IAG to spend €3m annually on reducing its carbon emissions
British Airways to invest in offsetting emissions produced by its UK domestic flights
IAG chief executive Willie Walsh said British Airways would begin investing in projects that reduce carbon emissions to “offset” greenhouse gas produced by its UK domestic flights. Photograph: Niall Carson/PA Wire
International Airlines Group (IAG), which owns Aer Lingus, will spend about €3 million a year offsetting greenhouse gas pollution from some services as it aims to hit net zero carbon emissions by 2050.
IAG’s Irish chief executive Willie Walsh said British Airways, one of the group’s carriers, would begin investing in projects that reduce carbon emissions to “offset” – cancel out – greenhouse gas produced by its UK domestic flights.
Mr Walsh estimated that this would cost the group €3.2 million a year but predicted that this would rise as charges for carbon increase. “Clearly it would depend on the cost of carbon at the time,” he said.
The move is part of IAG’s drive to cut its 30 million tonne annual carbon load to a net zero by 2050. Mr Walsh noted that it was the first airline group in the world to make this commitment.
Another element of the strategy involves IAG investing $400 million in developing sustainable aviation fuel over the next 20 years.
This includes a partnership with Velocys, a UK company that plans to build what will be the first plant in the world to process aviation fuel from household waste.
The airline group’s start-up programme, Hangar 53, is working with US firm Mosaic Materials to develop a substance that will absorb or capture carbon as it is emitted into the atmosphere.
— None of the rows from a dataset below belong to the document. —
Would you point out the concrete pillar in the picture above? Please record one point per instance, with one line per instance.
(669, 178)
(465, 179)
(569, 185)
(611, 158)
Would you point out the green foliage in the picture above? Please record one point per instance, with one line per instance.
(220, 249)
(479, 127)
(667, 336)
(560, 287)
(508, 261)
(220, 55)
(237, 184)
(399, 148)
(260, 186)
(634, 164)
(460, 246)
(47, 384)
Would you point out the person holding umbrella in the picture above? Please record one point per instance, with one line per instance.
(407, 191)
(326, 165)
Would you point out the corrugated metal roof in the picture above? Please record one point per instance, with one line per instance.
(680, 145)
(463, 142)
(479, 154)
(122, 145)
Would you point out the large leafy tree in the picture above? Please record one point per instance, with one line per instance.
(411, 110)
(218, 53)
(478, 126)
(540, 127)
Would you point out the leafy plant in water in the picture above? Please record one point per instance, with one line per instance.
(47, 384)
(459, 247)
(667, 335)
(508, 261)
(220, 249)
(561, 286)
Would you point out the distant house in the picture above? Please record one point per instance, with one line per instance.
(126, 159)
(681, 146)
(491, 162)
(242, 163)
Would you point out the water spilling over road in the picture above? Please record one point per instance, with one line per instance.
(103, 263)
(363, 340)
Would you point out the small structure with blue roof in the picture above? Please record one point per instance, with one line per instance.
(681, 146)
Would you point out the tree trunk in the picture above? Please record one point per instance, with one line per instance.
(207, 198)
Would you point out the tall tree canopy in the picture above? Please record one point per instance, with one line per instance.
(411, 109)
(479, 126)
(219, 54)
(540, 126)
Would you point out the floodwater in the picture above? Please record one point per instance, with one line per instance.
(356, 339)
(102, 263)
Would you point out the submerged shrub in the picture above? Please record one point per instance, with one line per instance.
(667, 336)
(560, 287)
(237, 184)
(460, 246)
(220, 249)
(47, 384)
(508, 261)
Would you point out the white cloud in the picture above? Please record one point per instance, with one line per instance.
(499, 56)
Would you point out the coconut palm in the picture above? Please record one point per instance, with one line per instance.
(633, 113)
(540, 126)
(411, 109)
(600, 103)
IAG is also replacing older aircraft with 142 new models that will produce 25 per cent less carbon. Aer Lingus is taking on new Airbus aircraft for its transatlantic services that will cut the Irish carrier’s fuel consumption.
Mr Walsh explained that the group’s airlines, which also include Spanish carriers Iberia and Vueling, would continue to produce greenhouse gas as flying would rely on burning liquid fuel for some time to come.
However, combining efforts to cut emissions with steps such as offsetting would enable the group to reach its net zero target over the next three decades, he said.
IAG already takes part in a United Nations-backed offsetting programme for aviation, which produces 900 million tonnes of carbon a year, 2 per cent of the man-made emissions that are heating the planet.
Mr Walsh argued that measures such as those taken by the group and the industry were a more effective way than tax for the airline industry to reduce emissions.
The offsetting projects that IAG will back include solar energy development, and planting trees in Africa, Asia and South America.
Mr Walsh said carbon reductions from these undertakings would be credible and verifiable. “We are not going to pay money if it’s not delivering,” he said.
Virtually all IAG’s carbon emissions come from flying. Mr Walsh said that any offsetting schemes that the group backs would be in addition to other measures that it is taking.